Final preparations for the launch of an Apollo mission began weeks in advance, when a 2,700-tonne diesel-powered crawler/transporter employing tracked tractor units derived from heavy open-cast mining equipment entered the 160-metre-tall vehicle assembly building (VAB), jacked itself up under a platform bearing a service tower and a complete but unfuelled Apollo/Saturn space vehicle - a combined load of 5,700 tonnes - and carried it out through one of the VAB's massive doors and along a 5^-kilometre crawlerway to one of two launch complexes, 39A or 39B, from which the rocket would make its fiery departure.
The crawler/transporter was one element of a mobile launch system that had been inspired by members of Wernher von Braun's rocket team. They had suggested that with a vehicle as large as a Saturn V, the task of stacking its stages and installing the Apollo spacecraft on top, would be best carried out inside a large hanger. The resulting VAB was a huge box-shaped building 52 storeys tall at the focus of Kennedy Space Center, and it was within its cavernous halls that an Apollo/Saturn space vehicle came together for the first time. In a sense, it was from here that a journey to the Moon began.
If the space vehicle had to be stacked indoors, a method had to be devised to get it out to the launch pad. Barges within dedicated canals were considered, as were great layouts of railway tracks, before the mobile launcher concept was decided. This called for a large steel platform, 49 by 40 metres, upon which the space vehicle would be fixed until the moment of launch. A tower even taller than the rocket sprouted from one end of the platform, taking the height of the whole affair to 136 metres. This launch umbilical tower (LUT) supplied the space vehicle with its essential services by way of nine huge arms that reached across from the tower. These tended the vehicle until they were swung away either just prior to launch, or in some cases disconnecting and pulling away only as the rocket began its flight. Though they weighed an average of 22 tonnes, these arms had to be capable of quickly
accelerating away from a rising rocket, and just as quickly braking to a halt before hitting the tower.

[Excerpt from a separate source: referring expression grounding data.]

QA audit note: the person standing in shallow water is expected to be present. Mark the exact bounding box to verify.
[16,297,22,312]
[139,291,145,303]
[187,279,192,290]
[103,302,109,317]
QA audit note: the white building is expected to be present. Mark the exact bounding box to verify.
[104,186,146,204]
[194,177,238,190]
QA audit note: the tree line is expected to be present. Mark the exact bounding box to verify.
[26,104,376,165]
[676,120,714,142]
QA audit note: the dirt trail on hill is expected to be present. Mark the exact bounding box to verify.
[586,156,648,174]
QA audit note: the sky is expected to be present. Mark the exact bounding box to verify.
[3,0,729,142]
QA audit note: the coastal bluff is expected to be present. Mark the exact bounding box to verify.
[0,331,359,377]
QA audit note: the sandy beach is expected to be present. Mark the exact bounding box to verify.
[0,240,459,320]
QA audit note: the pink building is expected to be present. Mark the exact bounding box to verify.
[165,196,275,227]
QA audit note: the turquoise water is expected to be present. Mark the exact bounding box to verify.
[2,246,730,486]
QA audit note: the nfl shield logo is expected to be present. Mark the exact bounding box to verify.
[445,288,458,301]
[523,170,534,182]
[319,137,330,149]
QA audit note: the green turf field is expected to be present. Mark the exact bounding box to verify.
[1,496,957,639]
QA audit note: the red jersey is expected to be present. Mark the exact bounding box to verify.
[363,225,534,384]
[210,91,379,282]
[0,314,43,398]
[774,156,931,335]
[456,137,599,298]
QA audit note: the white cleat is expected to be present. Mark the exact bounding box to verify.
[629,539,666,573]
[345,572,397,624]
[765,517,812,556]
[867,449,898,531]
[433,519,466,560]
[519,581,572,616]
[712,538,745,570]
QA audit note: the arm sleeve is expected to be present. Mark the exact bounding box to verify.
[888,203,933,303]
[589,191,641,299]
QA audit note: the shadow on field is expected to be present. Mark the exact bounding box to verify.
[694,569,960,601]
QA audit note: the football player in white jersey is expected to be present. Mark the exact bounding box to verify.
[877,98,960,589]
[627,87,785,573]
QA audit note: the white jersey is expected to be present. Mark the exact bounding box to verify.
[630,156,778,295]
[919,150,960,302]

With the VAB doors open, the crawler/transporter lifted the platform clear of six supporting pillars and carted the entire assemblage away at about 1.5 kilometres per hour. To accommodate the pressure of the crawler's 456 treads, each weighing nearly a tonne, a specialised roadway had to be constructed wherever it needed to go. A metre depth of support ballast formed a bed for a layer of aggregate that bore the immense weight of the crawler and its load as they were steered along their journey to the launch pads.